Il ragazzo ha trascorso
l'intera estate correndo tra i campi, da solo o in compagnia dei suoi cani. Ha
visto trebbiare il grano e ha preso parte all'ultima fienagione. Adesso è tutto
finito, è arrivato il momento del ritorno a scuola.
Quel mattino si desta a
fatica. Con gli occhi ancora cisposi siede al tavolo per la colazione. A
differenza dei giorni precedenti, non ha fame. Manda giù qualche biscotto, beve
un po' di latte, poi si veste. Indossa una maglietta a righe orizzontali un po'
fuori moda, con le punte del colletto troppo lunghe, poi infila i calzoni di
cotone leggero stirati alla perfezione. I capelli, che non ha lavato, avrebbero
bisogno di una aggiustata.
"Vai dal
barbiere!" Sua madre ha trascorso l'intera ultima settimana a pronunciare
quell'esortazione ma lui non ne ha voluto sapere. Adesso, mentre si osserva
allo specchio, è pentito.
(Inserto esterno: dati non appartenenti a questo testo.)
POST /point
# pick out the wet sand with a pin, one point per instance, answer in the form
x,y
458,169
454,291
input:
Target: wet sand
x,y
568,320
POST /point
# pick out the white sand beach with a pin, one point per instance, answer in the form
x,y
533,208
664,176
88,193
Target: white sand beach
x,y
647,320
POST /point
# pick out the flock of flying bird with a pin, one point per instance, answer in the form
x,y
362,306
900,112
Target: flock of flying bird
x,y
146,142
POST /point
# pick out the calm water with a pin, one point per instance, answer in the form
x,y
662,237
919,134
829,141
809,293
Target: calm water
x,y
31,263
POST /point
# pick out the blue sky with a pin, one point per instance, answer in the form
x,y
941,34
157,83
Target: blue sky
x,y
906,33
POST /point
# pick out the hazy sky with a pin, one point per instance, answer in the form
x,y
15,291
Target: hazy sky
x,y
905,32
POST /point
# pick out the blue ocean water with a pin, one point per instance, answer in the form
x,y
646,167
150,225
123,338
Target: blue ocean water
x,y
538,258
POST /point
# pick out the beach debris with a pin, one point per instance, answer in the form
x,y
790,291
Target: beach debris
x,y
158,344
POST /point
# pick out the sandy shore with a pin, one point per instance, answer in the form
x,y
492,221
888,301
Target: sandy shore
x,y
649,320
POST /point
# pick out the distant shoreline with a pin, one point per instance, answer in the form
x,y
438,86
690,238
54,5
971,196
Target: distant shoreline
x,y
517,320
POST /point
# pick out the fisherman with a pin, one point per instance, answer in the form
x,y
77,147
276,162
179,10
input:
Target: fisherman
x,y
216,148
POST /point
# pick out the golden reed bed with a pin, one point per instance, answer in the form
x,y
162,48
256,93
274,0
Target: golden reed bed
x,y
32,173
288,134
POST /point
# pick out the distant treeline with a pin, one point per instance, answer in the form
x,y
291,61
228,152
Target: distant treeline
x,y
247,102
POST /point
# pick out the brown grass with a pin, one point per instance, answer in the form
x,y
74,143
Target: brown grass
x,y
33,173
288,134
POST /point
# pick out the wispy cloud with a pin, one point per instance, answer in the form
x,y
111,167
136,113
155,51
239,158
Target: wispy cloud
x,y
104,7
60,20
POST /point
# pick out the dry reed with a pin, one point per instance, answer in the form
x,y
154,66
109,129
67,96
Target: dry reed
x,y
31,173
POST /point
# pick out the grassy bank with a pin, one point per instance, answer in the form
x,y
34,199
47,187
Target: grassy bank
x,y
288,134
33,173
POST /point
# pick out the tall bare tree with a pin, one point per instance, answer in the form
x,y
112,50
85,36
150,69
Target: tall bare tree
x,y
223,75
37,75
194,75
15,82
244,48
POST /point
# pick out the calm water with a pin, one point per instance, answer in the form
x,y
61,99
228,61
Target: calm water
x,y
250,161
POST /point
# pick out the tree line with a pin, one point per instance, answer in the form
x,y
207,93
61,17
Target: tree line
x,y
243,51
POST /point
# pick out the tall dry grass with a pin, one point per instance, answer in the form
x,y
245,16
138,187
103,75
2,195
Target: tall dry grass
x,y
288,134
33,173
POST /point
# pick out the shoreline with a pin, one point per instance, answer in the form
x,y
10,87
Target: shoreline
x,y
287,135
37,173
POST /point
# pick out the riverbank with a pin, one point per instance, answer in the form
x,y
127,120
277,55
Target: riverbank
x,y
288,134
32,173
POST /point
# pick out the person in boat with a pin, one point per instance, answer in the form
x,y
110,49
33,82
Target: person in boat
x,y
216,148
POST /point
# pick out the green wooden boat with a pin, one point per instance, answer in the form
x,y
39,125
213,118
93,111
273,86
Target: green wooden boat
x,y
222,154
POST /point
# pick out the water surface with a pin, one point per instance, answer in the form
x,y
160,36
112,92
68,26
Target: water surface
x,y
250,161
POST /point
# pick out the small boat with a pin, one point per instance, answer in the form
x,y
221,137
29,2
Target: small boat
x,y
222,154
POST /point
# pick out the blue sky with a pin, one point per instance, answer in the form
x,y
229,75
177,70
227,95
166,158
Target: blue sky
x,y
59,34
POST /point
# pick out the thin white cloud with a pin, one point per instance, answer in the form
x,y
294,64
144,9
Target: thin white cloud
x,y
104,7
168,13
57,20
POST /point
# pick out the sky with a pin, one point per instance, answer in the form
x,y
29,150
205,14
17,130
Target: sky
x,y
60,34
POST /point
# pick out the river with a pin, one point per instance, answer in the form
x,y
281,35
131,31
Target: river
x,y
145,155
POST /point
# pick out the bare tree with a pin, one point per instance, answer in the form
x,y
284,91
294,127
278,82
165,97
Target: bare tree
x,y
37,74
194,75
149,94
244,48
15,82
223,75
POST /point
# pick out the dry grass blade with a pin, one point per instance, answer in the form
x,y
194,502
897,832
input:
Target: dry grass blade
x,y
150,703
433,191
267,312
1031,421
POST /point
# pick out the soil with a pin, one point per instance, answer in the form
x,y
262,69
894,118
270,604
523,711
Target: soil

Ma è troppo tardi.
"Vuoi che ti
accompagni?" domanda suo padre, premuroso. Lui rifiuta. Preferisce
camminare, per cercare di alleviare quella strana tensione nervosa che lo sta
assalendo. Sta per iniziare il secondo anno delle superiori, non il primo. Non
dovrebbe sentirsi così in apprensione.
Quando arriva nel
piazzale della scuola tutta quella folla lo confonde. Il rumore delle voci è
assordante. Le risate e gli schiamazzi lo stordiscono. Scorge Giulio, che
l'anno prima è stato suo compagno di banco, e si avvicina a lui. Gli sembra più
alto, più grosso, più uomo. Giulio quasi non gli dà retta, impegnato com'è a
guardarsi attorno, a salutare altri ragazzi.
"Avremo dei
compagni nuovi" dice all'improvviso, poi si distrae di nuovo.
Inizia l'appello delle
classi. Il ragazzo sente pronunciare il numero e la lettera che corrispondono
alla sua e si avvia su per lo scalone, entra nell'atrio. Nessuno dei suoi vecchi
compagni, a parte Giulio, lo ha salutato.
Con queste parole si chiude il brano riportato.